Image Generation Benchmarking Methodology
Scope & Background
Artificial Analysis performs benchmarking on image generation models delivered via serverless API endpoints. This page describes our image generation benchmarking methodology, including both our quality benchmarking and performance benchmarking. We cover two submodalities:
- Text to Image: models that generate an image from a text prompt only.
- Image Editing: models that modify a reference image based on a text prompt.
We consider image generation endpoints to be serverless when customers only pay for their usage, not a fixed rate for access to the system.
We define a concept of a default settings, 1024x1024 sized, image that we generate across all models and providers. We use images generated with identical settings for each model, including inference steps, to ensure comparability.
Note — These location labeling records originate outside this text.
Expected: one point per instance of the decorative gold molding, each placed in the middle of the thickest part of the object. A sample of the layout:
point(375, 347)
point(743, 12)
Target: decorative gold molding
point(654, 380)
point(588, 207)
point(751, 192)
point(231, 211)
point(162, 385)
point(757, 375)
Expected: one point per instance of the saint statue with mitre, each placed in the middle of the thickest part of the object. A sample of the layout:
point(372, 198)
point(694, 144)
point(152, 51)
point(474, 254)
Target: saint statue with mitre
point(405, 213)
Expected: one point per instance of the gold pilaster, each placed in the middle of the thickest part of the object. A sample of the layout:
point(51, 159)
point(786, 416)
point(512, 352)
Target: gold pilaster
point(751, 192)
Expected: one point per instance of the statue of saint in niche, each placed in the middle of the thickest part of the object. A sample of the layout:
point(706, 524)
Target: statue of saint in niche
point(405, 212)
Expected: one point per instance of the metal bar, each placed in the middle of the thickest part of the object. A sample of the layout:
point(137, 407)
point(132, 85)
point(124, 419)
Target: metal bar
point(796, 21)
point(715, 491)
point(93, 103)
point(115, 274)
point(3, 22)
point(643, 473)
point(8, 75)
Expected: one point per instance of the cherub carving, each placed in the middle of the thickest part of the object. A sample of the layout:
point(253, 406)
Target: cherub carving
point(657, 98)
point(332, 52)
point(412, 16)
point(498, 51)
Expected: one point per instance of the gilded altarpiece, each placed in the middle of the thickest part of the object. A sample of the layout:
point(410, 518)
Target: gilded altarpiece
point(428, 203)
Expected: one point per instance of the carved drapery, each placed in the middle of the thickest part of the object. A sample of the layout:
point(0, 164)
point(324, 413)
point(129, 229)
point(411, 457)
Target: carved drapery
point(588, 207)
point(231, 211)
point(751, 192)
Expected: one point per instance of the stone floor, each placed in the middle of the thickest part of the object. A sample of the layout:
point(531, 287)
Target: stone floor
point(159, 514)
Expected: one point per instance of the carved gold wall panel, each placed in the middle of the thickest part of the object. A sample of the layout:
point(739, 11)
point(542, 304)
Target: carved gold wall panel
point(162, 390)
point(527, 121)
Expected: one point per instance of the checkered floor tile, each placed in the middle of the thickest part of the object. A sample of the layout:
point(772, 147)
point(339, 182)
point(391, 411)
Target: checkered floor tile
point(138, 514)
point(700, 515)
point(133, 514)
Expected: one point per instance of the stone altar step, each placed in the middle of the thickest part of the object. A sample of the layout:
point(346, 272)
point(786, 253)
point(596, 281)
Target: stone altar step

For example, we benchmark Stable Diffusion XL 1.0 with 30 inference steps: we generate images for voting in the Image Arena with identical settings to what we use for Generation Time testing and Price per 1,000 images.
Key Metrics
We use the following metrics to track quality, performance and price for image generation models.
Quality Elo
Relative Elo score of the models as determined by millions of responses from users in the Artificial Analysis Image Arena.
We use Bradley-Terry Maximum Likelihood Estimation to calculate ratings, presented on an Elo-like scale for readability. This is the same methodology used for our Video Arena.
Elo is reported separately for each submodality: Text to Image and Image Editing. Users in the arena only compare outputs within the same submodality.
Price per 1,000 Images
Provider's price (USD) per image generated, multiplied by 1,000.
For providers which price based on inference time, we have estimated pricing based on their inference time across ~100 images and price per inference time. This methodology has been applied for Replicate, Fal, and Deepinfra.
For providers which price based on inference steps, we multiply the price per inference step by the number of inference steps for the model (as per below, standardized across providers). This methodology has been applied for Fireworks, Amazon Bedrock, and Together.ai.
For providers which price based on a subscription plan, we assume 80% utilization when the number of generations provided are on a monthly basis and 70% when generations are provided on a daily basis.
Generation Time
Median time the provider takes to generate a single image, calculated over the past 14 days of measurements.
Images are generated at batch size of 1 where possible. Generation Time includes downloading the image from the provider where a URL is provided rather than an image response. This is to reflect the end-user latency of receiving a generated image and as URLs can be generated prior to image completion.
Generation Time Testing Methodology
Key technical details:
- Benchmarking is conducted 4 times daily at random times.
- A unique prompt is used for each generation.
- Watermarks and safety checkers are disabled where possible.
Model Inference Steps
The dominant model architecture for Text to Image models is called a diffusion model. Diffusion models for image generation work by denoising an image in a number of steps, known as diffusion steps or inference steps.
Many open source Text to Image models support setting the number of inference steps as an input. To allow for fair comparison between models, for models that take a number of inference steps as an input we have used the default value used by the model creator, or a median of the default number of steps across providers.
We use the same number of inference steps for each model across all tests - including generating images for the Image Arena to collect Elo scores, measuring performance and calculating pricing.
Only models with an inference steps value are shown below.
| Model Name | Inference Steps (default) |
|---|---|
| FLUX.1 [dev] | 28 |
| FLUX.1 [pro] | 28 |
| FLUX.1 [schnell] | 4 |
| FLUX1.1 [pro] | 50 |
| Lumina Image v2 | 30 |
| Playground v2.5 | 50 |
| Playground v3 (beta) | 50 |
| SDXL Lightning | 4 |
| Stable Diffusion 1.5 | 50 |
| Stable Diffusion 1.6 | 50 |
| Stable Diffusion 3 Medium | 30 |
| Stable Diffusion 3.5 Large | 35 |
| Stable Diffusion 3.5 Large Turbo | 4 |
| Stable Diffusion 3.5 Medium | 40 |
| Stable Diffusion XL 1.0 | 30 |
Model & Provider Inclusion Criteria
Our objective is to analyze and compare popular and high-performing Text to Image models and providers to support end-users in choosing which to use. As such, we apply an 'industry significance' and competitive performance test to evaluate the inclusion of new models and providers. We are in the process of refining these criteria and welcome any feedback and suggestions. To suggest models or providers, please contact us via the contact page.
Statement of Independence
Benchmarking is conducted with strict independence and objectivity. No compensation is received from any providers for listing or favorable outcomes on Artificial Analysis.